After years of work and two weeks of intense negotiations, last week 195 nations agreed to take steps to address climate change. The 21st meeting of the Conference of the Parties (COP 21) in Paris was a historic event, and has already resulted in hundreds of published articles, commentaries, and opinion pieces. We’ve been following the negotiations and pulled together a brief summary with some of the key takeaways.
What was agreed to?
Leading up to COP 21, 188 countries submitted plans to reduce their emissions, including the United States and China. These two nations, which combined represent almost half the world’s carbon emissions, jointly announced their plans last November, providing political momentum heading into Paris. Under the COP 21 agreement, countries are required to update their nationally determined contributions every five years, and agreement measures verify that countries are following through with their pledges. That said, their pledges are not binding.

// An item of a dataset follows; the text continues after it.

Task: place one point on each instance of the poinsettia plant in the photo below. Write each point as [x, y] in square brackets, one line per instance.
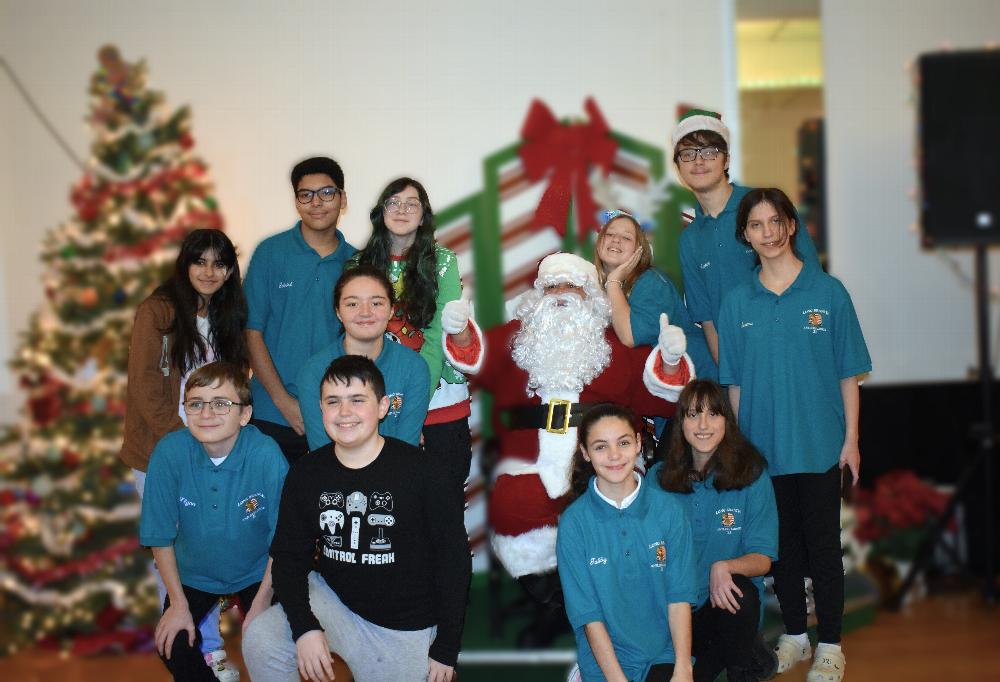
[896, 513]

The agreement acknowledged that “deep reductions of global emissions” would be needed to constrain this century’s global temperature rise to less than a 2 degrees Celsius increase from pre-industrial levels. The agreement goes further and sets the ambitious goal of limiting this increase to 1.5 degrees Celsius. However, the combined impact of the initial pledges is not enough to reach that goal.
“What this Paris agreement does, then, is provide a set of diplomatic tools to prod countries into cutting emissions even more deeply over time,” according to an article in Vox. The article goes on to say that the goal of 1.5 degrees Celsius is “a signal that countries at least hope to do more than they’re already doing.”
Why is this important?
The Paris Agreement has done something that previous climate negotiations have failed to do: get 195 nations to agree to take action on climate change. The agreement was possible largely because of its voluntary nature.
As one article in Vox pointed out: “There is no global SWAT team that will bang down your door if you don’t sign on.”
What happens next?
A signature ceremony is planned for Earth Day (April 22, 2016) at the United Nations, and the agreement will “enter into force” after 55 countries representing at least 55 percent of global emissions have ratified the agreement, according to the United Nations Framework Convention on Climate Change (UNFCCC).
The agreement was structured so it would not be a treaty. Because of this, only the president’s signature is required for the United States to ratify the agreement, rather than U.S. Senate approval.
Many have called Paris a good first step, and are already looking ahead to COP 22, which is scheduled for next year in Morocco.
As UNFCCC Executive Secretary Christiana Figueres said in a statement, “One planet, one chance to get it right and we did it in Paris. We have made history together. It is an agreement of conviction. It is an agreement of solidarity with the most vulnerable. It is an agreement of long-term vision, for we have to turn this agreement into an engine of safe growth.”
People will continue to debate whether the agreement comes too late or goes far enough, but at this point we can only wait to see. We can hope that after coming together in such a historic way, the 195 nations will take meaningful steps to reduce emissions and address climate change on a global scale.